Ceny gruntów wciąż rosną. Od 2004 roku wręcz się potroiły. To znaczy, że głód ziemi jest coraz większy. I coraz bardziej jej brakuje. Agencja Nieruchomości Rolnych ma jeszcze spore zasoby. Ale sprzedaż tysięcy hektarów uniemożliwiają zastrzeżenia reprywatyzacyjne.
Po drugie - ogromne połacie gruntów są objęte długoletnią dzierżawą. Te umowy trudno zerwać nawet, gdy ziemia leży odłogiem. A gdy trafi się coś, co można sprzedać lub wydzierżawić drobnym rolnikom – natychmiast zgłasza się ich wielu.
Przetargi wygrywają często podstawieni ludzie. A potem zbywają grunty przedsiębiorcom rolnym. To między innymi dlatego restrukturyzacja gospodarstw w Polsce jest bardzo powolna, mimo że od lat mówi się o konieczności stworzenia takich warunków, by ziemię mogli kupować głównie właściciele gospodarstw rodzinnych na ich powiększanie.

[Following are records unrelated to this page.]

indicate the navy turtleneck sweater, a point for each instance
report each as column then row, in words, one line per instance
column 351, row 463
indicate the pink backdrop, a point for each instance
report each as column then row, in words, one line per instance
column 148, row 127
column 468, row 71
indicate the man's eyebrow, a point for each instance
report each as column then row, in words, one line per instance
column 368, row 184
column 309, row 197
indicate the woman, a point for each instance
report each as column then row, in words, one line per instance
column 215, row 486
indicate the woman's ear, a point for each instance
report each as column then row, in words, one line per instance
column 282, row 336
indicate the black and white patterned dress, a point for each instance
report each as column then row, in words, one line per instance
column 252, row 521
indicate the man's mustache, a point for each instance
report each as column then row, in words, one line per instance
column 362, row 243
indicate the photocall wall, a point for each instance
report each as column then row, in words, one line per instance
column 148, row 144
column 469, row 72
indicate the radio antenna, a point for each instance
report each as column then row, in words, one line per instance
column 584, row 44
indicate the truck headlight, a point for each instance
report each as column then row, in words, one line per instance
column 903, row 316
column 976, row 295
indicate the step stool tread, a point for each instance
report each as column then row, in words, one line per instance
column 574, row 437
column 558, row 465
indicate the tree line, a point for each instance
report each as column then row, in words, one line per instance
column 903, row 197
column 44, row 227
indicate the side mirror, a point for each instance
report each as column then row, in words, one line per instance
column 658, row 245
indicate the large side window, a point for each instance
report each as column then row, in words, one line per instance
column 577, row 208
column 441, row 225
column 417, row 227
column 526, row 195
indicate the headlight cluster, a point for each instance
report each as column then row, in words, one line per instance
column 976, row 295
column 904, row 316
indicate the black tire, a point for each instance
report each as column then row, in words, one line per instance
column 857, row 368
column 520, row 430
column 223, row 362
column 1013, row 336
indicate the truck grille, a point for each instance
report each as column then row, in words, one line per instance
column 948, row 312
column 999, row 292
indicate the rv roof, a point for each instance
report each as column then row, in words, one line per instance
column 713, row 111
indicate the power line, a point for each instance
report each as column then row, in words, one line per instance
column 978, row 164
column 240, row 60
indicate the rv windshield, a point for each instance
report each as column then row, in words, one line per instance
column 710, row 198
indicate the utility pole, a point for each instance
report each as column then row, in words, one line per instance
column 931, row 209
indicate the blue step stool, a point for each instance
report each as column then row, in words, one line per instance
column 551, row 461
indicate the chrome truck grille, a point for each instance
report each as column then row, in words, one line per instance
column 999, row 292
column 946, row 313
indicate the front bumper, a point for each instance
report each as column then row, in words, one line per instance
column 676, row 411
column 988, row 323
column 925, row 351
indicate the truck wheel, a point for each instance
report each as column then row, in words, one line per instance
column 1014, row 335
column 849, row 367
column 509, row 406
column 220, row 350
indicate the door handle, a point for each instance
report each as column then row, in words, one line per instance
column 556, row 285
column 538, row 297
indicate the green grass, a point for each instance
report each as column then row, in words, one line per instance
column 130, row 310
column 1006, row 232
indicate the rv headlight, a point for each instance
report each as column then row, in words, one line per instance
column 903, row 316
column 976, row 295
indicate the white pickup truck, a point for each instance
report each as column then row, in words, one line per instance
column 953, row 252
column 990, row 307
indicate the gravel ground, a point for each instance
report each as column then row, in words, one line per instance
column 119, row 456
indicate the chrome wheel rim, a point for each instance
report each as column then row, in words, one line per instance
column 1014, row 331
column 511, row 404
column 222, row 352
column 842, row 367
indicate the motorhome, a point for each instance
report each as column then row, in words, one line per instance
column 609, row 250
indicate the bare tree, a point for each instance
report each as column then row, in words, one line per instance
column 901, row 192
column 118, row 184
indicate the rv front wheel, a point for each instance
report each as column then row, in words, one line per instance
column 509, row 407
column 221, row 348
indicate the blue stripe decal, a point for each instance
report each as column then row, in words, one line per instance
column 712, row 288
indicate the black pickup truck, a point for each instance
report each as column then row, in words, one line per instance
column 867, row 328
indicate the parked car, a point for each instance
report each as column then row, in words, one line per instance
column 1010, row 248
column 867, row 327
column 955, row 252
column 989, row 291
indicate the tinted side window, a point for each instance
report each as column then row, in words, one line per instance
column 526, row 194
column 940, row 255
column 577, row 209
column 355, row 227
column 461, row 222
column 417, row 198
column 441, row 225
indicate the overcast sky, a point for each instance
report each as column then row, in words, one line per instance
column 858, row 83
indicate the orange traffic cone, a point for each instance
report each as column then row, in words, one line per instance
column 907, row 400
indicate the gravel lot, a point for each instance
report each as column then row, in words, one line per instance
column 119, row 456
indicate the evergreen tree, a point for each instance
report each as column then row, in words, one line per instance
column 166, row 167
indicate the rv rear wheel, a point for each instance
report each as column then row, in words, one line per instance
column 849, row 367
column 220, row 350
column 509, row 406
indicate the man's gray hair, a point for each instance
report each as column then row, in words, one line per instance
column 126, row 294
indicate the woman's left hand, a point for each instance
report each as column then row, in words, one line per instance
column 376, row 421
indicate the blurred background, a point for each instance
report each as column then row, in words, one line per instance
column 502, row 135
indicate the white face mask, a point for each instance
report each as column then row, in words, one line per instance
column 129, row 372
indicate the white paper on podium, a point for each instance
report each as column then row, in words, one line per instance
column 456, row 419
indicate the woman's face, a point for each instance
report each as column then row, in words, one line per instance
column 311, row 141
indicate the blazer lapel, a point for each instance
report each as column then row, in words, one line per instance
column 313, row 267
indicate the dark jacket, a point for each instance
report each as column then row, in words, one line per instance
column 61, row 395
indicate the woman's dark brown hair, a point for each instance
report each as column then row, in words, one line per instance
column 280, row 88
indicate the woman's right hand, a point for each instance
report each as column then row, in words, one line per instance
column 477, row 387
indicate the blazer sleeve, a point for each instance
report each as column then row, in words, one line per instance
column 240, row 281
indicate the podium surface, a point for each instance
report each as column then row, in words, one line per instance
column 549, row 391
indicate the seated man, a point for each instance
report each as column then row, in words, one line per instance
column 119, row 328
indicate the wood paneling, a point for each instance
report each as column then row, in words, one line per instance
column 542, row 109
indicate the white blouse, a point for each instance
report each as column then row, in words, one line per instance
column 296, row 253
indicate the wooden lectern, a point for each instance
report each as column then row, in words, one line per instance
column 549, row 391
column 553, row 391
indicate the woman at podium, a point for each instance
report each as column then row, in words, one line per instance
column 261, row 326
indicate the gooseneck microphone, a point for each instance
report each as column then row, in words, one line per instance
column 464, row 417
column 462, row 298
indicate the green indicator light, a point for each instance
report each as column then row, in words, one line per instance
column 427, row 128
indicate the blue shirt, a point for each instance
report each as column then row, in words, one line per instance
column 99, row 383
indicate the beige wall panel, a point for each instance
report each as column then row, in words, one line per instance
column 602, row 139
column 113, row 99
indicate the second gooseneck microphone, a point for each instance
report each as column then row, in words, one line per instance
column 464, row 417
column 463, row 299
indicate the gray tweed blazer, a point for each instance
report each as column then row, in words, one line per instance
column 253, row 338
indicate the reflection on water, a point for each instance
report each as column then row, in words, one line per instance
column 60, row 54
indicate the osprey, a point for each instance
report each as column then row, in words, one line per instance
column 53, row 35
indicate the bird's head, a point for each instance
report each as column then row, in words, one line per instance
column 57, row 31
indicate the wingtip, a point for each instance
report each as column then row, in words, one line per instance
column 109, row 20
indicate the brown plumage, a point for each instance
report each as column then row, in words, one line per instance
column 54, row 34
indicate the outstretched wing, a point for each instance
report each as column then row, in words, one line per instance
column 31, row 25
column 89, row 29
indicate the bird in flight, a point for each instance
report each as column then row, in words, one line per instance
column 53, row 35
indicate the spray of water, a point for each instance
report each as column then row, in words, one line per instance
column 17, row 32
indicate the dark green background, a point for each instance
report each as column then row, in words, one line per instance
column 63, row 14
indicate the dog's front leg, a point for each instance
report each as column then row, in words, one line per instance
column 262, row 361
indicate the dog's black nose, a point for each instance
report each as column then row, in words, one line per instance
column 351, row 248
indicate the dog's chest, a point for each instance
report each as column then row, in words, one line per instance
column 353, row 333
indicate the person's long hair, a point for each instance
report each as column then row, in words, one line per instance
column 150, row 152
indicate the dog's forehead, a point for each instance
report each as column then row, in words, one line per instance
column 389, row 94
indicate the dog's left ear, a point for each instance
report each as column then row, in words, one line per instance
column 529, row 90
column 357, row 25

Ciągle też brakuje właściwego prawa dotyczącego przetargów ograniczonych, które gwarantowałoby, że ziemia trafi w ręce rolników. Pogarsza się również ich sytuacja dochodowa, co zmniejsza możliwości nabywania ziemi.
Tym bardziej, że banki zaostrzyły kryteria przydzielania kredytów. W efekcie mamy dużo ciągle małych gospodarstw. A w takich trudno inwestować. Są wiec mało wydajne, co powoduje, że nawet właściciele 10 hektarów muszą szukać dodatkowego źródła utrzymania.
Pomóc rolnikom mogłaby dobra ustawa o kształtowaniu ustroju rolnego. Jej projekt leży w sejmie od 2 lat. A Ministerstwo Rolnictwa rzuca coraz to nowe pomysły na rozwiązanie problemu, ale szybko się z nich wycofuje.